Ela dá um nó no cabelo bagunçado, sem pentear, e sai de casa numa boa. No fone de ouvido, escuta de Beatles a Molejo. Adora livros densos, mas se derrete com os romances adolescentes. Ela come de tudo o que gosta e uma vez por dia dá uma volta no quarteirão com o cachorro. De vez em quando ela pega a bicicleta e pedala pela cidade. Ela assiste a filmes de ação, comédia, romance e terror.

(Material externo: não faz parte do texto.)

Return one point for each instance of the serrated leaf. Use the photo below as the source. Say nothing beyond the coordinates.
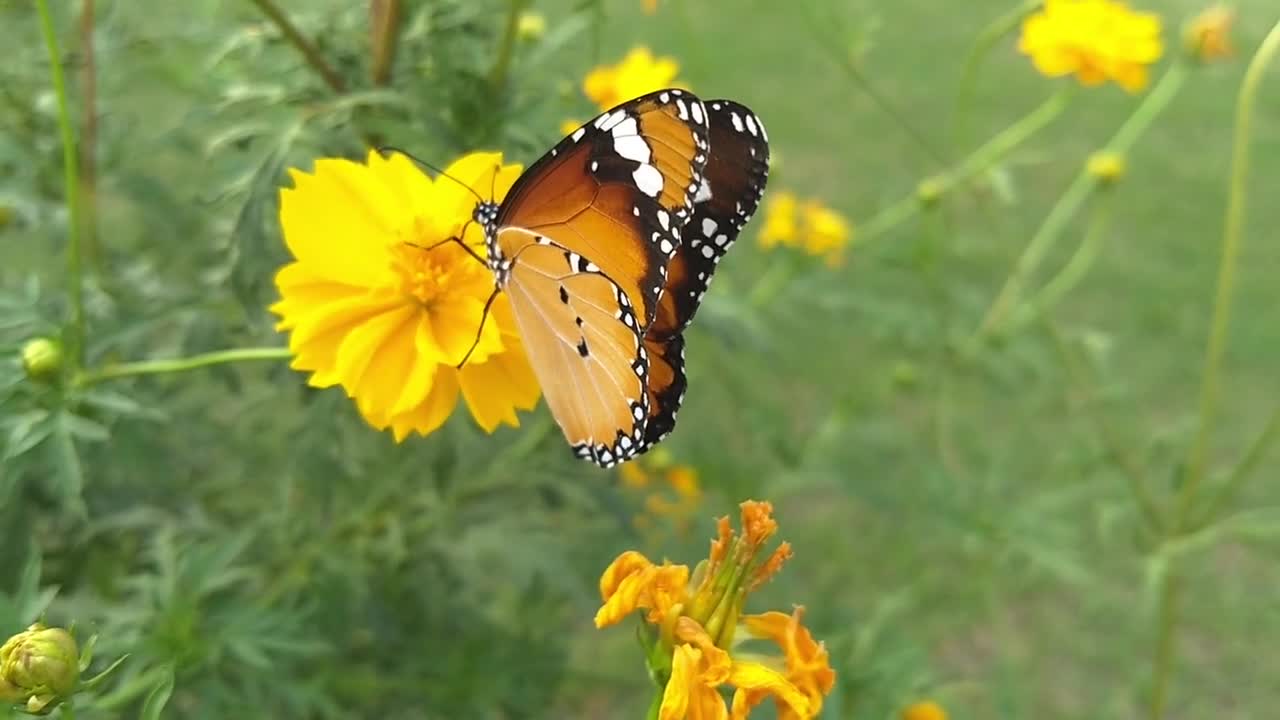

Ela não bota dificuldade em nada. Não se priva do que quer. Se está louca para ir à praia, dá um jeito e vai. Quer sair para beber? Chama as amigas. E, se ninguém for, ela vai sozinha mesmo. Ela sai com quem tiver vontade e faz o que estiver a fim. Até sonha em encontrar um amor, mas não se prende a ninguém por pura carência.

Paga as próprias contas e ama viajar. Ela não tem vergonha de nada. Faz tudo o que quer na vida e não esconde isso de ninguém. Não dá a mínima atenção aos julgamentos vindos de gente que no fundo queria ser como ela.

Ela é livre, dona de si. É quem manda no próprio corpo, nas próprias vontades, na própria vida. Ela queria que todas as outras mulheres pudessem sentir a liberdade de ser assim: escritora do próprio destino.